Pride & Global Justice

Pride is not bound by borders. It cannot be defined only by visibility in Western cities or legal wins in privileged nations. Around the world, queer and trans people are resisting violence, occupation, criminalization, and systemic repression, often at the cost of their lives. From Uganda to Poland and beyond, queer liberation is not a single path or a universal narrative. It is rooted in context, in struggle, and in the sacred work of survival.
In Uganda, harsh anti-2SLGBTQIA+ laws criminalize love, shaped by colonial-era codes and fueled by exported Western evangelical ideologies. In Poland, queer and trans communities face increasing authoritarianism under the banner of nationalism and “traditional values.” These struggles, like those in other places, are not new. They are connected by systems of empire that have long targeted the bodies and voices that do not conform.
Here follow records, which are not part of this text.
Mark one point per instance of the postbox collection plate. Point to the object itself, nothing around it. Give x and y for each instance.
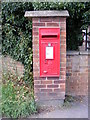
(49, 52)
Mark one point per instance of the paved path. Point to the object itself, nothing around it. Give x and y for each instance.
(78, 109)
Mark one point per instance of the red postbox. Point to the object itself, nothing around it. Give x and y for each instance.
(49, 52)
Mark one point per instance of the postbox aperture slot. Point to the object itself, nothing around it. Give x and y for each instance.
(49, 36)
(49, 52)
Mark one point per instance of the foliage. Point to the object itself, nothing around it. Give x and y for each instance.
(17, 35)
(79, 19)
(17, 97)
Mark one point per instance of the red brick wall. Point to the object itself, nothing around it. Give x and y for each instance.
(13, 66)
(77, 73)
(50, 88)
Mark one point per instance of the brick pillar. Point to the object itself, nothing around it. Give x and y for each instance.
(52, 88)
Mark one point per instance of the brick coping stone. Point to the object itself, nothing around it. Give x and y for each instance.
(47, 13)
(78, 53)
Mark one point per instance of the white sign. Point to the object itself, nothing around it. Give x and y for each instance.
(49, 52)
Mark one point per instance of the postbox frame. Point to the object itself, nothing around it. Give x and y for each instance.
(46, 40)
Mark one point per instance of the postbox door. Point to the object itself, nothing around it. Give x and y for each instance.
(49, 57)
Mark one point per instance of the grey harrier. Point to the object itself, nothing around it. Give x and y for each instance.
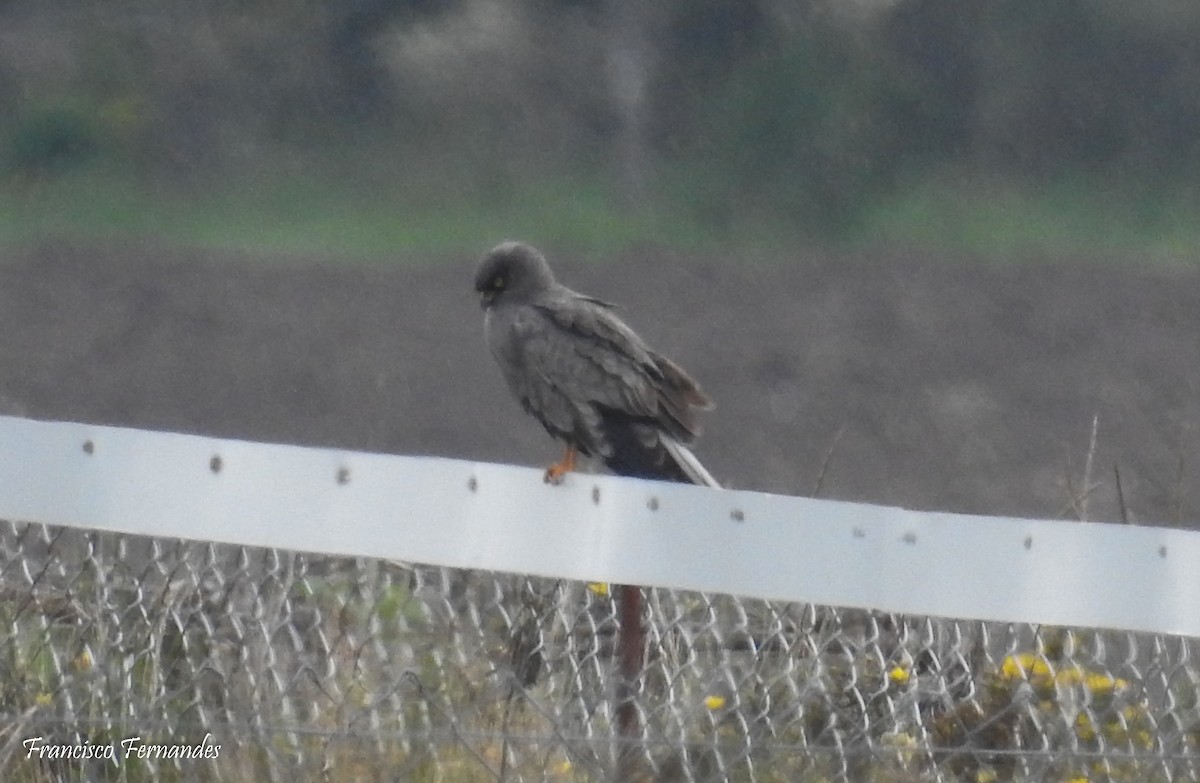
(589, 380)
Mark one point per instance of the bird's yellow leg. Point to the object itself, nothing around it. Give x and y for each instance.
(556, 472)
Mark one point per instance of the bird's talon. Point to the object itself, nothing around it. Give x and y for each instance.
(558, 471)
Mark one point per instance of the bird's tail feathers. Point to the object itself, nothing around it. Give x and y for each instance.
(688, 464)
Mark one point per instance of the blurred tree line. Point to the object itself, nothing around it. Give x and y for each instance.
(809, 108)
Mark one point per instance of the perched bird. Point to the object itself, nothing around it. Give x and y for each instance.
(589, 380)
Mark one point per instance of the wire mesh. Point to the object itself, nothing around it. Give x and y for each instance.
(131, 658)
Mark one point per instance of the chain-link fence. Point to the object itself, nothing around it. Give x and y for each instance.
(259, 664)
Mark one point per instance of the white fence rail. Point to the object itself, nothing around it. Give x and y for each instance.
(790, 639)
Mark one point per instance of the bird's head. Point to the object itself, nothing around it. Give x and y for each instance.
(511, 272)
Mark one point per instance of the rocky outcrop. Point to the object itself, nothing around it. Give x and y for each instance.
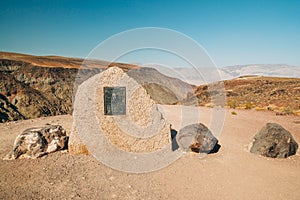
(197, 138)
(36, 142)
(273, 141)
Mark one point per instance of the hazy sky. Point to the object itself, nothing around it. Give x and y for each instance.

As we mark Pride, we must be vigilant against the colonialist impulse to view queer and trans justice only through Western lenses or as primarily Western responsibility. Solidarity is not about bringing others into our model of liberation. It is about listening, supporting, and resisting together. It is about recognizing that queerness exists within every culture, every people, every history, and that our task is not to speak for, but to stand with. Pride is not just about celebration. It is about commitment. And that commitment must be global, decolonial, and uncompromising in its pursuit of collective freedom.